In de 1e eeuw BC werden de esoterische werken in Rome door Andronicus geordend, geredigeerd en in afzonderlijke boeken uitgegeven. Die ordening is arbitrair, ook ontbreken er stukken, zijn er contgradicties die wijzen op de ontwikkeling van A en duoblures.
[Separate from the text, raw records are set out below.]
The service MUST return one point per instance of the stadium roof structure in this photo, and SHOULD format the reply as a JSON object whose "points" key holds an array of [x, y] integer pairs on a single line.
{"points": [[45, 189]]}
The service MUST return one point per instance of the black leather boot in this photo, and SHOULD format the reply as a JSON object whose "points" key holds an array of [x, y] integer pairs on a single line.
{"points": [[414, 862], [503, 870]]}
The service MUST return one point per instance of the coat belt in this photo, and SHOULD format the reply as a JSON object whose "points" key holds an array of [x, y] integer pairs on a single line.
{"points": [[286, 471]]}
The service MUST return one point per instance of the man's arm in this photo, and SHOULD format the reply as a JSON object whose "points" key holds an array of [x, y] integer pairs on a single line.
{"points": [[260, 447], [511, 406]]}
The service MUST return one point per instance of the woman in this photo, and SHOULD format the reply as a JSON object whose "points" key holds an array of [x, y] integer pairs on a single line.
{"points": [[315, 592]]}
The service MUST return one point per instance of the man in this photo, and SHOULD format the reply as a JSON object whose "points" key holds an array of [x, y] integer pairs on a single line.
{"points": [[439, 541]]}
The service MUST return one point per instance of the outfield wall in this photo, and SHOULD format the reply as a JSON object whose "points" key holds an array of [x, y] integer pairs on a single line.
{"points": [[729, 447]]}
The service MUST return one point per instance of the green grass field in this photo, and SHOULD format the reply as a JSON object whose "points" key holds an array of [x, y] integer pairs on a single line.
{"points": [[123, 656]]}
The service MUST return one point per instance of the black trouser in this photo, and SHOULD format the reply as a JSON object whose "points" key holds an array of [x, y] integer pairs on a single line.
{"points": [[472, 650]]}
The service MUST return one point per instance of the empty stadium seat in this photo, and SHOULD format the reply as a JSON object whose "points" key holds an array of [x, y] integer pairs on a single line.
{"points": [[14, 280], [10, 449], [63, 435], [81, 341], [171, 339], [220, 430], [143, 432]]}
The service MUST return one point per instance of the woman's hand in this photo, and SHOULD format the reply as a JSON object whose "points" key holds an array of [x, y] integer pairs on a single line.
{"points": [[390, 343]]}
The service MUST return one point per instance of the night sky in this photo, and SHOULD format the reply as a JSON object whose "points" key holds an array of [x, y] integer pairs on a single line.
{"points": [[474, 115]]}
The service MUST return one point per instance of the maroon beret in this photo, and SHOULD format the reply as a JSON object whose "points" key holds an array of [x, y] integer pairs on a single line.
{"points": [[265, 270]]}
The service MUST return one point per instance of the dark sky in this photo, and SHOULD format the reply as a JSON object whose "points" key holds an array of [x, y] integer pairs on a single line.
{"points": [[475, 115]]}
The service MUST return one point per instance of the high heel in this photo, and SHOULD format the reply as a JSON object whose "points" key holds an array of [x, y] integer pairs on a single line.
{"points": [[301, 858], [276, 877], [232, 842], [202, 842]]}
Werner Jaeger heeft een nieuwe ordening geprobeerd gebaseerd op de hypothese dat A zich ontwikkelde van Platonist tot antimetafysisch empiricus.

Zijn methode: de verschijnselen als uitgangspunt

  • Uitgangspunt zijn de verschijnselen (ta phainomena, de dingen die ons toeschijnen), waaronder niet alleen de waarneming valt (wat aan ons verschijnt), maar ook wat wij menen (wat ons toeschijnt).
  • Planten en dieren boezemen misschien niet hetzelfde gezag in als hemellichamen, maar zijn wel goed te bestuderen. Het leidt bij de filosofische mens tot verwondering van wat hij ziet en dat is de basis van alle kennis.
  • Voor Plato was de zichtbare wereld de ‘best mogelijke afspiegeling’ van de perfecte Ideeën wereld. Voor Aristoteles is de wereld waarin wij leven de enige en ultieme werkelijkheid. Kennis van die wereld is mogelijk, waarneming is een betrouwbaar instrument
  • Ook endoxa (algemeen gerespecteerde meningen) kunnen als gezaghebbend worden beschouwd, mits ze de toets van de filosofische kritiek doorstaan, de dialectische methode.
  • Aristoteles werk heeft een niet-dogmatisch, tastend karakter. Met name in de Middeleeuwen werd zijn werk dogmatischer gesystematiseerd.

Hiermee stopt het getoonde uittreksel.